Good facilitators should:
- Listen actively
- Maintain eye contact
- Help identify individual and group needs
- Assure buy-in from all team members
- Surface concerns
- Define problems
- Involve all team members in the discussion
- Use good body language and intonation
- Paraphrase
- Provide feedback
- Manage the meeting’s time and pace
- Provide useful feedback
- Monitor and adjust the process as needed
- Ask relevant, probing questions
- Keep an open attitude
- Stay impartial
- Offer suggestions
- Be optimistic and positive
- Manage conflict effectively
- Adopt a problem solving approach
- Stay focused on the process
- Take accurate notes about the discussion
- Be flexible and change the approach when needed
- Check in with the group periodically
- Skillfully summarize what is said
Good facilitators should not:
- Be oblivious to group needs
- Ignore members’ concerns
- Be poor listeners
- Stray into content
- Lose track of key ideas
- Take poor notes
- Ignore conflict
- Avoid or deflect responsibility for restructuring the discussion when needed
- Get defensive
- Be dismissive or put people down
- Allow certain group members to dominate the conversation
- Allow the group to get sidetracked
- Use a negative or sarcastic tone
- Talk too much
Facilitators should also ensure that meetings have closure.
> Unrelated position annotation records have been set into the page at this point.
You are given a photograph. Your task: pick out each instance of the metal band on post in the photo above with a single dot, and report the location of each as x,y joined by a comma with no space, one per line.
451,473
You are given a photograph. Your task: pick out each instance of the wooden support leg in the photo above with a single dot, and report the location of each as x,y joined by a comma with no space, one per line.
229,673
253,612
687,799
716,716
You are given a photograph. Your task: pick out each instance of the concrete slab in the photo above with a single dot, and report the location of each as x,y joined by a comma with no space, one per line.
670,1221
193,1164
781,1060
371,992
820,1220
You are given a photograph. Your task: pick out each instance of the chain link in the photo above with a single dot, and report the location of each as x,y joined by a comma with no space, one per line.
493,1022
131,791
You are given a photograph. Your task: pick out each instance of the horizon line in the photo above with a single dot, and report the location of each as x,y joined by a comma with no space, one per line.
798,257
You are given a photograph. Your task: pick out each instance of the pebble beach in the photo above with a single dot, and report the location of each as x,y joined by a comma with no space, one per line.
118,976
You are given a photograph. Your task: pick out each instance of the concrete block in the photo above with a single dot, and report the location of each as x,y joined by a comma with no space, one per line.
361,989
Here are some tips to help facilitators end meetings on a positive and productive note and set the stage for future team meetings.
Facilitators can help to bring effective closure to a meeting by:
- Making clear statements about what has been discussed and decided and noting those decisions on a flipchart
- Ensuring that they have created detailed action plans with names, accountabilities, and dates for each item
- Noting items that were not discussed at the meeting, including those that have been tabled or placed in a “parking lot” for later discussion and create plans to address them at future meetings
- Deciding on a method to provide follow up to the meeting
- Soliciting feedback from participants about the meeting
- Creating an agenda for the next meeting
- Adapted from Bens, Ingrid (1999). Facilitation at a Glance! AQP/Participative Dynamics/GOAL/QPC.